Association Between the Early Discontinuation of Durvalumab and Poor Survival in Patients With Stage III NSCLC

INTRODUCTION: Durvalumab after concurrent chemoradiation (cCRT) has been found to improve outcomes of patients with unresected stage III NSCLC. However, the survival impact of discontinuing durvalumab early owing to adverse events (AEs) remains unknown. METHODS: Patients with stage III NSLCC treated with cCRT and greater than or equal to one dose of durvalumab across a multisite cancer center were evaluated. The median durvalumab treatment duration among patients who discontinued owing to AEs (2.1 mo) defined two patient cohorts: early discontinuation (<2.1 mo) and late discontinuation. Progression-free survival (PFS) and overall survival were assessed. RESULTS: In total, 113 patients treated with cCRT and a median of 8.5 months of durvalumab were assessed, of which 30 (26%) discontinued durvalumab owing to AEs after a median of 2.1 months of treatment. Patients in the early- and late-discontinuation cohorts were treated with a median of 0.9 and 4.3 months of durvalumab, respectively. The median PFS among patients who did not discontinue durvalumab owing to AEs was 29.5 months. Among patients that discontinued durvalumab owing to AEs, overall survival and PFS were inferior in the early- versus late-discontinuation cohort (median PFS = 10.7 versus 32.9 mo, p < 0.001) and durvalumab treatment duration associated with PFS on multivariate analysis (hazard ratio = 0.52 [95% confidence interval: 0.31–0.88], p = 0.014).

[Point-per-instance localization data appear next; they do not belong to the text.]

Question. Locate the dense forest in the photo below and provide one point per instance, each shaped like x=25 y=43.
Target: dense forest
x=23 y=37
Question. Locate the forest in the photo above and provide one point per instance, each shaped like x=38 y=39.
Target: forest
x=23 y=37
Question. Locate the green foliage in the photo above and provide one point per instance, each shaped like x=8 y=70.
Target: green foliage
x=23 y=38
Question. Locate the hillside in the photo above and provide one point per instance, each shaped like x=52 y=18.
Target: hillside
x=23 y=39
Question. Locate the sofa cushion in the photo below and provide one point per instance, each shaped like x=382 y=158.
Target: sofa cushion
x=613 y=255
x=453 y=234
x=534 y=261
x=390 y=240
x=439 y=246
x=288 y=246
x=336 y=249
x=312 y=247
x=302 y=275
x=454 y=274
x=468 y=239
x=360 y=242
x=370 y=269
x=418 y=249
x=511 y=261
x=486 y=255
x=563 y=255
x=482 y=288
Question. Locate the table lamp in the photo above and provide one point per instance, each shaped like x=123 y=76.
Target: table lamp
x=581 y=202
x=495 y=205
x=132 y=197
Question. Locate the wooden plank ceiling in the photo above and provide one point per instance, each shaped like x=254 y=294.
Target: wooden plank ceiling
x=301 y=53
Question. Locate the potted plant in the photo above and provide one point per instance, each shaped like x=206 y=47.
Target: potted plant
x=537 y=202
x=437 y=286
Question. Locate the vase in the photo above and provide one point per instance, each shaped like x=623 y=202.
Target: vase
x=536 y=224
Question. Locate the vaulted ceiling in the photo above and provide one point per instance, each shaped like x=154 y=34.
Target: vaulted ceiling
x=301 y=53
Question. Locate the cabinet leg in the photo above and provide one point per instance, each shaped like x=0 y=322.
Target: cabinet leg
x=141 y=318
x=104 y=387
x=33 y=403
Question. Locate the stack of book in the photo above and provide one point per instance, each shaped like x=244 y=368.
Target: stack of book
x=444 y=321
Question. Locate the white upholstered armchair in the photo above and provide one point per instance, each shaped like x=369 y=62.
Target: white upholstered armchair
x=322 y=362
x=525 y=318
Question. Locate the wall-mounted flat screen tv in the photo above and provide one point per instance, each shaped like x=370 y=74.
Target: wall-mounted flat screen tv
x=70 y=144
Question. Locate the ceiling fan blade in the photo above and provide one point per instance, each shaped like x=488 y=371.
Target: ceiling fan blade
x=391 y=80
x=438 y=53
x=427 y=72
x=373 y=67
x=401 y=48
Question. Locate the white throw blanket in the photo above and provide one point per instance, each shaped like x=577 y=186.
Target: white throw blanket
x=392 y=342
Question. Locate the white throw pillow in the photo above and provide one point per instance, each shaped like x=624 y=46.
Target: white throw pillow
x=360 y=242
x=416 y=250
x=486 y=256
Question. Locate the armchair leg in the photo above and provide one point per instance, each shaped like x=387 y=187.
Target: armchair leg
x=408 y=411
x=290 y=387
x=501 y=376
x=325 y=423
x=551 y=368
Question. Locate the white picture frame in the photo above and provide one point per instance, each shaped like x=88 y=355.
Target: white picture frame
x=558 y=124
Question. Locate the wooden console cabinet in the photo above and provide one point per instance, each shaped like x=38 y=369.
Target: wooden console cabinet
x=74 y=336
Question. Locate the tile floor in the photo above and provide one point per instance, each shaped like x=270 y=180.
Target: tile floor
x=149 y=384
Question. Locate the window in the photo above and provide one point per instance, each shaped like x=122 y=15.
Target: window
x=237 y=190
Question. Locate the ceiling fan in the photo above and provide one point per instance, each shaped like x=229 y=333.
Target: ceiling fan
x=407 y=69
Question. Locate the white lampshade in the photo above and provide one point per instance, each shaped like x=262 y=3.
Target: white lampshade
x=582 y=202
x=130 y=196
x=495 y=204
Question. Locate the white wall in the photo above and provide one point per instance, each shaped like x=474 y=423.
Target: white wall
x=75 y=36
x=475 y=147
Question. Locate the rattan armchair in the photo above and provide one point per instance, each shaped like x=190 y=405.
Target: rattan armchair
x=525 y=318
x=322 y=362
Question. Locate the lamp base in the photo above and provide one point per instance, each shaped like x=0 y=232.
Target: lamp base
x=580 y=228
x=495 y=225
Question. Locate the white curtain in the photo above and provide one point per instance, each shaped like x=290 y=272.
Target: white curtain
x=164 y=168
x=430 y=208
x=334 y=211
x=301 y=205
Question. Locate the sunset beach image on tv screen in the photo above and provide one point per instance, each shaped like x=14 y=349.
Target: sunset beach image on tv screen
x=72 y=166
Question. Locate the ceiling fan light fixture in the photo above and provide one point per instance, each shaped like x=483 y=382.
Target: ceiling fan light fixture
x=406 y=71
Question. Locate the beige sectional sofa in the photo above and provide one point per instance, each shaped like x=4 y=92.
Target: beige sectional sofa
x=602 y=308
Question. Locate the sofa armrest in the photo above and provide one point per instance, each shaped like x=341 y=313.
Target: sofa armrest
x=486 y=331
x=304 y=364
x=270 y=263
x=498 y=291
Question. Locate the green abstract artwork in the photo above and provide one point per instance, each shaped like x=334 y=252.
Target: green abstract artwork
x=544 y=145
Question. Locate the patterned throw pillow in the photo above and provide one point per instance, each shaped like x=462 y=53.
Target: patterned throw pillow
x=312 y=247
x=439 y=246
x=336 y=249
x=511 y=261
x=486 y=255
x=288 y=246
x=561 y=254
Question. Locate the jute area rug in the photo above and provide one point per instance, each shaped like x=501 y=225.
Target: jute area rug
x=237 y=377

CONCLUSIONS: We found that the duration of durvalumab treatment among patients who discontinued therapy owing to AEs impacts survival. However, patients treated with approximately 4 months of durvalumab maintained outcomes as compared with patients who did not discontinue therapy owing to AEs. Durvalumab rechallenge should be considered in patients with less than 2 months of therapy.